Back in 04 when I first start observing trends in the wireless industry, I predicted to see all-you-can-eat wireless plans, and eventually model the current landline model. Also I expected to see one common technology emerge that allowed phones to be used cross carrier, thus eventually pushing out carriers from subsidizing phones and users buy them directly from the manufacture. Verizon has announced they are foregoing all tiered plans (except one) for one set price, (which includes unlimited minutes and text) Add up to 10 devices: $40 for a smart phone $30 for a feature phone $20 for a USB stick (aircard) $10 for a tablet Then a data package is required: $50/1gb $60/2gb $70/4gb $80/6gb $90/8gb $100/10gb So if you had 3 smart phones, air card and tablet, it would run you $150 + data plan for unlimited minutes and texts. I found this interesting as this appears to be the future of the wireless industrys billing.
http://www.verizonwireless.com/b2c/splash/shareEverythingCalculator.jsp there's a calculator. i don't see how it says anyone money other than maybe simplifying billing? i guess sharing helps in situations where one person uses only little of their data plan while other uses all of theirs..so this would come in handy because it's one big pool of data.
I'm seriously considering turning off the data plan on my iphone and just hopping onto wifi networks when needed. Too expensive, lousy service.
Charging by limited data plans has zero future. In case nobody remembers, that is how the INTERNET started on its billing, they charged you per minute of usage, like it was long-distance or something. That was the way everyone did it, Prodigy, AOL, Compuserve, PeoplePC, Yahoo, all of those companies tried to charge yo for every little thing you did. Then economic darwinism happened and nobody pays for their home internet like that any more. Yes, some companies are trying to re-institute that model, but it will never work, especially as long as there are providers which do not, people will just switch. The more these wireless companies come along and try to force people into over-paying for their internet usage by charging them tiers, more and more people will switch to companies like Sprint.
it's because verizon and att are practically the same company. what one does..the other does also. sprint is the only one with anything remotely different.
Yeah, this isn't going to last -- it'll start getting cheaper towards the end of 4G as it transitions to the next level. The tech just has to catch up.
Maybe some kind of integration by acquistion, but I don't think manufacturers want any part of the cell phone service function: compared to designing and manufacturing products it seems like they would just view it as expensive, unpleasant and mundane. I don't think you can sell phones without retail locations and you can't do retail without service, as people will not go to multiple physical locations and phone/online service platforms and third party providers (like Asurion) are really awful (like calling H&R Block in April). The structures are presumably vastly different but this is probably the same reason you'll never see HBO or ESPN directly wiring up customers, or non-Mac PC stores.

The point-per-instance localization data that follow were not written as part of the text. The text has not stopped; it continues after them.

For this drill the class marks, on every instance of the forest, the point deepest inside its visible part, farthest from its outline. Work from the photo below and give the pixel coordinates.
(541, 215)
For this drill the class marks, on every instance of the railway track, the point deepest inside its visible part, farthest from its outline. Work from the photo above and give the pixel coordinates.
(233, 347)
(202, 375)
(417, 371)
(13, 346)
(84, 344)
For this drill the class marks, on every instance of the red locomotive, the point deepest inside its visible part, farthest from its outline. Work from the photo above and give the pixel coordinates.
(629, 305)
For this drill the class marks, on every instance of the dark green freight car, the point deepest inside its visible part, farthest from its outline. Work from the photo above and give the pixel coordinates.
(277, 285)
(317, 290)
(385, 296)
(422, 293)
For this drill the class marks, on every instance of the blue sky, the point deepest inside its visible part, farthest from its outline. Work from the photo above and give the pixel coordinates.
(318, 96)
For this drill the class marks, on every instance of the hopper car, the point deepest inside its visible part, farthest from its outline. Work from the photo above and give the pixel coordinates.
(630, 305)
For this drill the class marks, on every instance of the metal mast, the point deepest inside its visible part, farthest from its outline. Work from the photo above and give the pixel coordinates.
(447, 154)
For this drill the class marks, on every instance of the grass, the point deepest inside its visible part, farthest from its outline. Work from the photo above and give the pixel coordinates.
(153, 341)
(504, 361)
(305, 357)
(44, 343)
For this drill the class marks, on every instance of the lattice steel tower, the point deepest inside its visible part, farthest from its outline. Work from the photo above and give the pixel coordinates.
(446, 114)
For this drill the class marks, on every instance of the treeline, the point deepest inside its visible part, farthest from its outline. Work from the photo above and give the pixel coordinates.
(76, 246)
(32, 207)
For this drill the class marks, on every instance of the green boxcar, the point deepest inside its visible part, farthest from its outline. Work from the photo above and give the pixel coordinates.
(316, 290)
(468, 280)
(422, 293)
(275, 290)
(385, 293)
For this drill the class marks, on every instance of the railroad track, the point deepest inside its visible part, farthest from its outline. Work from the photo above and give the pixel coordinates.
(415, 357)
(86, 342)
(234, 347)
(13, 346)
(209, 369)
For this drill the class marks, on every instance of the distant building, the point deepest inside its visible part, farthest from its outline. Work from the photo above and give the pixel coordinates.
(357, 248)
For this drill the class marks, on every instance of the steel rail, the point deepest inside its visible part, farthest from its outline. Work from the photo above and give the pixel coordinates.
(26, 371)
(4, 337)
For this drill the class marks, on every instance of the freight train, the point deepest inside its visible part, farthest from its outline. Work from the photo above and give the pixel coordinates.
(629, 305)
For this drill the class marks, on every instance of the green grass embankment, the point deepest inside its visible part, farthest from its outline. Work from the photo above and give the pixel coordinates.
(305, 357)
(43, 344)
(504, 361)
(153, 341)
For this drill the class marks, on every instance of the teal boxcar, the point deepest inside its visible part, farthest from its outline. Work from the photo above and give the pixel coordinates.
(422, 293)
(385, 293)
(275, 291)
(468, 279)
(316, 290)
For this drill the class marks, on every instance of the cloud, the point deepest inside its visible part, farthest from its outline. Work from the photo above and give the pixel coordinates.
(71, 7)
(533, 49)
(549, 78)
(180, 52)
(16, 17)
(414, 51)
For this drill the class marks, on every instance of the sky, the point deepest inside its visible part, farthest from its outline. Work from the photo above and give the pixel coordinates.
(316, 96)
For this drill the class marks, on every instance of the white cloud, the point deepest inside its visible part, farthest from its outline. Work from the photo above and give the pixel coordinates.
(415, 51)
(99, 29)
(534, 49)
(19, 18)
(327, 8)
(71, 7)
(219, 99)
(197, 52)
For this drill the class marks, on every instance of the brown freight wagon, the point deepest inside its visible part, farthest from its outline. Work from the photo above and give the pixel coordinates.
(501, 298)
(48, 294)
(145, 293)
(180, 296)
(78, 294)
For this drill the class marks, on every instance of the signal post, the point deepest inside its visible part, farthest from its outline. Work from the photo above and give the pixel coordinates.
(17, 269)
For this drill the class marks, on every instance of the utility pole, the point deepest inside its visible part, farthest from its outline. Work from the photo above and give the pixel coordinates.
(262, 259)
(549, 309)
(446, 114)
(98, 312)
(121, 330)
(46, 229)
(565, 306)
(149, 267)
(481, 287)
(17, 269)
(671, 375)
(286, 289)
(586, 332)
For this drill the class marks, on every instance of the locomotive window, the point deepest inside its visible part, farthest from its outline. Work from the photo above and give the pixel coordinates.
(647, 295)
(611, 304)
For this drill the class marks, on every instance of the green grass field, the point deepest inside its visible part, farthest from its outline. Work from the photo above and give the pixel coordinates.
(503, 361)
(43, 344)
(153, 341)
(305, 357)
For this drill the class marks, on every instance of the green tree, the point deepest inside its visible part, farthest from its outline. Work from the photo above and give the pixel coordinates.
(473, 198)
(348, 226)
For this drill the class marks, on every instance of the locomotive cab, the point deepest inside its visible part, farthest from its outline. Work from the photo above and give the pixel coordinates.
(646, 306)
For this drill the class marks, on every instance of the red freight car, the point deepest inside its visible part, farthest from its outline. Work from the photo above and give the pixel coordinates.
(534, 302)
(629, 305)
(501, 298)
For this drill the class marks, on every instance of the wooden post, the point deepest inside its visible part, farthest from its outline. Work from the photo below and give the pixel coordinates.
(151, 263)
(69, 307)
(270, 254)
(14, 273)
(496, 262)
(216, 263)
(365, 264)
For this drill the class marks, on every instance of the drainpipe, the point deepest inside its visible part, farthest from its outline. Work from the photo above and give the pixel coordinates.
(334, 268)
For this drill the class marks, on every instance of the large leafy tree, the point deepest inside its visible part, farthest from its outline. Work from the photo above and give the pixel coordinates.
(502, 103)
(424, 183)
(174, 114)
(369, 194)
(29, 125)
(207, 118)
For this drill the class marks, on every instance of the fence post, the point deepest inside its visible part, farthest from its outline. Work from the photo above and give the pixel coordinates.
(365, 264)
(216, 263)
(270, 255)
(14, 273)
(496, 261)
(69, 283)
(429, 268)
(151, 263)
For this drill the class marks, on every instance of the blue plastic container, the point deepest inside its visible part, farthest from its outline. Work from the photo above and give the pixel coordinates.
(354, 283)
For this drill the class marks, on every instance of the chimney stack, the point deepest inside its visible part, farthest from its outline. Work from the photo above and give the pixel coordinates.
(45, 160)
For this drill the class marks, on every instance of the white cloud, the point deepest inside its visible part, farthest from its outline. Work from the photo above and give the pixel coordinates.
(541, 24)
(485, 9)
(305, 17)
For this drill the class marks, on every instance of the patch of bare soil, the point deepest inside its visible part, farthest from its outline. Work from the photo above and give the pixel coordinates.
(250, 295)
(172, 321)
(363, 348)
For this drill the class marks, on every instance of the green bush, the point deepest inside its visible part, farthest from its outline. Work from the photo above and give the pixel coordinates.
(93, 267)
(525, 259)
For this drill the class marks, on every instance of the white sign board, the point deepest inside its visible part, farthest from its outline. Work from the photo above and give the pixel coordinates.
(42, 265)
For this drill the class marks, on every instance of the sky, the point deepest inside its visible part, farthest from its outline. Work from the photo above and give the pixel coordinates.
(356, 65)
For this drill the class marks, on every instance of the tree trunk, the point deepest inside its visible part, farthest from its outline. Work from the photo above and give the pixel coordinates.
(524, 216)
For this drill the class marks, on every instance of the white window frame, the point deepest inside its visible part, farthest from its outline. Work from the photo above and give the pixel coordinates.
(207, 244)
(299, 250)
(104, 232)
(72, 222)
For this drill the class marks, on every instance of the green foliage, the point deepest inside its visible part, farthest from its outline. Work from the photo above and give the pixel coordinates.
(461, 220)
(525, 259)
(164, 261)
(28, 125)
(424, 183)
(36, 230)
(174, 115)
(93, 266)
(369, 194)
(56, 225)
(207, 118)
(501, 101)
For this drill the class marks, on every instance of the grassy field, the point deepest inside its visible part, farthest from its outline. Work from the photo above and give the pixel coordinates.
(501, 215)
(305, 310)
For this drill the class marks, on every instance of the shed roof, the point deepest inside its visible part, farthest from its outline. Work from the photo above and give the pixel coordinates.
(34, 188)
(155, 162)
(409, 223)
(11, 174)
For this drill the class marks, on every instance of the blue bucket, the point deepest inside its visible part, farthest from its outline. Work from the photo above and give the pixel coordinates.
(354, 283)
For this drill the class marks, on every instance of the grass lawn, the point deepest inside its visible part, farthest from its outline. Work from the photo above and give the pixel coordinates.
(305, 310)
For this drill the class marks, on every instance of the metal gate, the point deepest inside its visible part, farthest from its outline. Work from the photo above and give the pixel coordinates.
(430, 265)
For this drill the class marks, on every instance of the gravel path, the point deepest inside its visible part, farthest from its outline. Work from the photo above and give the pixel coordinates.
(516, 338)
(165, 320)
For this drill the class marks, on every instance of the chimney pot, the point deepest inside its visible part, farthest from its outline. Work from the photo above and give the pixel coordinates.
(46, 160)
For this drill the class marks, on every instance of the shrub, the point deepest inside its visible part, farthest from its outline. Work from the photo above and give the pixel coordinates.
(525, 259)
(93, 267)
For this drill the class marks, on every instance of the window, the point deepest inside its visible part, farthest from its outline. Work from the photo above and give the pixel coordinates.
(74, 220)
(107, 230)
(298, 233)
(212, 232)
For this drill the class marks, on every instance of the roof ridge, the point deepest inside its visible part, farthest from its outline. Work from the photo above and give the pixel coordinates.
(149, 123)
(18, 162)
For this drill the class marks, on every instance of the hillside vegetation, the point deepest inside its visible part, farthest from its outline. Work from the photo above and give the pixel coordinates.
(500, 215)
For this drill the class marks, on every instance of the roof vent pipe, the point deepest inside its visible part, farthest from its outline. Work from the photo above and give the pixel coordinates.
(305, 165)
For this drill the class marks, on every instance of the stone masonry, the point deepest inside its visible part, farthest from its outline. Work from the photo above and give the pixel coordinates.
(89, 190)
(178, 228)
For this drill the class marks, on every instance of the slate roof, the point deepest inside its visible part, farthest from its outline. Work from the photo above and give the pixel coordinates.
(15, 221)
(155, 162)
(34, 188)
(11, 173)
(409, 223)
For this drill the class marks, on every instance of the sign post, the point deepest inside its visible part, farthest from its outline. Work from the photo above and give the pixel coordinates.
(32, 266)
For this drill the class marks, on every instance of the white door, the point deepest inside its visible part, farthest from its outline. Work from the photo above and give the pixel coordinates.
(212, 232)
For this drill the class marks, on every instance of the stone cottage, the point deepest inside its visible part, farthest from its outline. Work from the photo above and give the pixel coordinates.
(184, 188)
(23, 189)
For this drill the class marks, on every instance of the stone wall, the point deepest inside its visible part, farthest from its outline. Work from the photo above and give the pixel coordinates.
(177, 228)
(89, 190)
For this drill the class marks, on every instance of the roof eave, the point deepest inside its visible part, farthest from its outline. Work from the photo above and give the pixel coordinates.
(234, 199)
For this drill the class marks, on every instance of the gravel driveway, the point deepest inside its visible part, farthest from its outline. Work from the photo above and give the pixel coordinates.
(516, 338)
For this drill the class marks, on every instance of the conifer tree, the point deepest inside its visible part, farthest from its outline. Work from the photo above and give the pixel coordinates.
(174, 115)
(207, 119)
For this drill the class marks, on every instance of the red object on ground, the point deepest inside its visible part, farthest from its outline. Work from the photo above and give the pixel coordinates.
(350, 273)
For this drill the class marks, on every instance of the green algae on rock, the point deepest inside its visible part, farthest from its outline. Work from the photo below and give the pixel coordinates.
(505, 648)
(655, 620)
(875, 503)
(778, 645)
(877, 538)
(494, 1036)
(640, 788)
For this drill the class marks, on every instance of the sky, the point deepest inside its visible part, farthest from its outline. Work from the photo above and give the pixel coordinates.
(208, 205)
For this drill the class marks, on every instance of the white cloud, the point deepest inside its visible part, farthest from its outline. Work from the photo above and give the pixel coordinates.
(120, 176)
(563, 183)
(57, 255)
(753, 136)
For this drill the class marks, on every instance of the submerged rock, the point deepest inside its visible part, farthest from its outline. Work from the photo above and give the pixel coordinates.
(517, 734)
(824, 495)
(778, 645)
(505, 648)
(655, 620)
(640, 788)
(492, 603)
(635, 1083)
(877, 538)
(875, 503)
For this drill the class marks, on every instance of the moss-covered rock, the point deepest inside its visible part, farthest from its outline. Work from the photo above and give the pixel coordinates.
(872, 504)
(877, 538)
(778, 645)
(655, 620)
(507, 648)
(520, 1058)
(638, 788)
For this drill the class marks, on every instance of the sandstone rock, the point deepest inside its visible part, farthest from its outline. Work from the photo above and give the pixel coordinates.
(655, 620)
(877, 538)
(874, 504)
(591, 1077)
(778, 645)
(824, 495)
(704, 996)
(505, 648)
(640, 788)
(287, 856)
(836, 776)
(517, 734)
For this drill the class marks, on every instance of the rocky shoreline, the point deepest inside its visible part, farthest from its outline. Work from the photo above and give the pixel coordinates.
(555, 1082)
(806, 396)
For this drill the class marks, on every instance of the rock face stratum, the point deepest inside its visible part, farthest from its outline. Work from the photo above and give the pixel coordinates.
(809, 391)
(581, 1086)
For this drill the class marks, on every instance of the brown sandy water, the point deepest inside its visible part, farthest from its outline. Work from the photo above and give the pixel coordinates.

The wireless price structure for data plans is prohibitively expensive....on purpose. I'm still skating on a grandfathered unlimited plan with Verizon and use just about 5 GB/month. I just do not get the point of 4G and mobile streaming apps if the carriers can't handle the load and need to overcharge to force the masses to be exclusively wifi on their 4G handset. They keep going down this road and I'll go back to a dumbphone and just use a wifi tablet.
I rather them charge me $50 for unlimited data and text and charge me $10 per 60 minutes of talk time
Here's more info for people who want to keep their unlimited. http://www.droid-life.com/2012/06/12/reminder-you-do-not-have-to-switch-to-verizons-new-share-everything-data-plans/ Now I will REALLY have to consider upgrading my phone now to keep my unlimited and get a subsidized phone. I'd rather wait to see what comes out later this year but the Galaxy S3 is certainly not a bad option to be 'forced' into.
How's Sprint's coverage these days? Are they still spotty? Haven't looked at Sprint in about a decade, so I may be a bit behind on the times...
I've yet to find anywhere I can't get a signal with Sprint. Even out in the backwoods north of Livingston at my inlaws place. I get good signal inside the bowling center in Pasadena when AT&T users have to go outside for signal. Had to call customer support today to help activate my daughter's new phone, they were quick, efficient, friendly and the call center was in the US so I could understand the rep easily. I dont normally rave about a company doing what I pay them to do, but the bad reputation Sprint has online is unfounded in my experience, and we have been with them for over 10 years.
Been waiting on this since last year when Verizon said it was coming. AT&T will definitely copy it. I wanted Verizon to announce details before deciding whether to re-commit with T-Mobile. It's too expensive for my family. Looks like we'll re-up another 2 years with T-Mobile and re-examine in 2014. I was willing to give Verizon a chance.